Par conséquent, il n’y a pas lieu à référé sur ces demandes en paiement de pénalités.
4/ Sur les frais
La demanderesse a exposé des frais pour faire valoir ses droits, il est donc équitable de condamner la S.A.R.L. A2PSC à lui verser la somme de 500,00 € en application des dispositions de l’article 700 du Code de procédure civile.
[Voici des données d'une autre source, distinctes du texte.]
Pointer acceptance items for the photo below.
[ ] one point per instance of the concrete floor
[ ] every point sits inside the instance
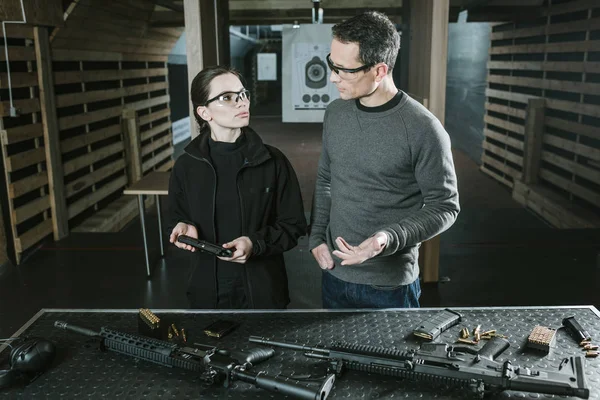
(496, 254)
La S.A.R.L. A2PSC supportera également les entiers dépens comprenant le coût du commandement de payer.
PAR CES MOTIFS
Le juge des référés, statuant après débats en audience publique et en premier ressort, par ordonnance réputée contradictoire prononcée par mise à disposition au greffe,
CONSTATE l’acquisition de la clause résolutoire contenue dans le bail liant les parties, suivant commandement de payer délivré par acte de commissaire de justice en date du 5 mars 2024,
CONSTATE la résiliation à la date du 5 avril 2024 du contrat de bail liant la S.A MAISON ANTOINE BAUD – MAB, d’une part, et la S.A.R.L. A2PSC (AMEMAG MULTISERVICES), d’autre part, par le jeu de la clause résolutoire,
DIT en conséquence que la S.A.R.L. A2PSC (AMEMAG MULTISERVICES), sera tenue d’évacuer et de rendre libres les locaux appartenant à la S.A MAISON ANTOINE BAUD – MAB situés [Adresse 2], à [Localité 5], dans un délai de 15 jours à compter de la signification de la présente ordonnance,
DIT n’y avoir lieu au prononcé d’une astreinte de ce chef,
ORDONNE à défaut de départ volontaire, incluant la restitution des clefs, son expulsion ainsi que celle de tout occupant de son chef, si besoin est avec l'assistance de la force publique et d'un serrurier, dans les formes et délais prévus par les articles L. 431-1 et suivants et R. 411-1 et suivants du Code des procédures civiles d’exécution, et conformément à l’article L. 433-1 du même Code, et autorise le propriétaire à procéder à l’enlèvement de tous les biens mobiliers garnissant les lieux loués et à les faire entreposer dans tel local de son choix aux frais et périls de la partie expulsée,
CONDAMNE la S.A.R.L. A2PSC (AMEMAG MULTISERVICES) à payer à la S.A. MAISON ANTOINE BAUD - MAB à titre provisionnel, une indemnité d’occupation mensuelle égale au montant du dernier loyer facturé, outre les charges, la TVA, la taxe foncière et les frais de prestation de gestion, soit la somme de MILLE CENT QUARANTE EUROS ET TRENTE TROIS CENTIMES (1.140,33 €) TTC, à compter du 1er juillet 2024, et ce, jusqu’à complète libération des lieux et remise des clefs, avec intérêts au taux légal à compter de la présente décision,
CONDAMNE la S.A.R.L. A2PSC (AMEMAG MULTISERVICES) à payer à la S.A. MAISON ANTOINE BAUD - MAB la somme de DOUZE MILLE SEPT CENT CINQUANTE NEUF EUROS ET CINQUANTE SIX CENTIMES (12.759,56 €) TTC au titre de l’arriéré locatif au mois de juin 2024 inclus, avec intérêts au taux légal à compter de la présente décision,
DIT n’y avoir lieu à référé sur toutes autres demandes,
CONDAMNE la S.A.R.L. A2PSC (AMEMAG MULTISERVICES) à payer à la S.A. MAISON ANTOINE BAUD - MAB la somme de CINQ CENTS EUROS (500,00 €) en application de l’article 700 du Code de procédure civile,
CONDAMNE la S.A.R.L. A2PSC (AMEMAG MULTISERVICES) aux entiers dépens comprenant le coût du commandement de payer,
RAPPELLE que la présente décision est exécutoire à titre provisoire.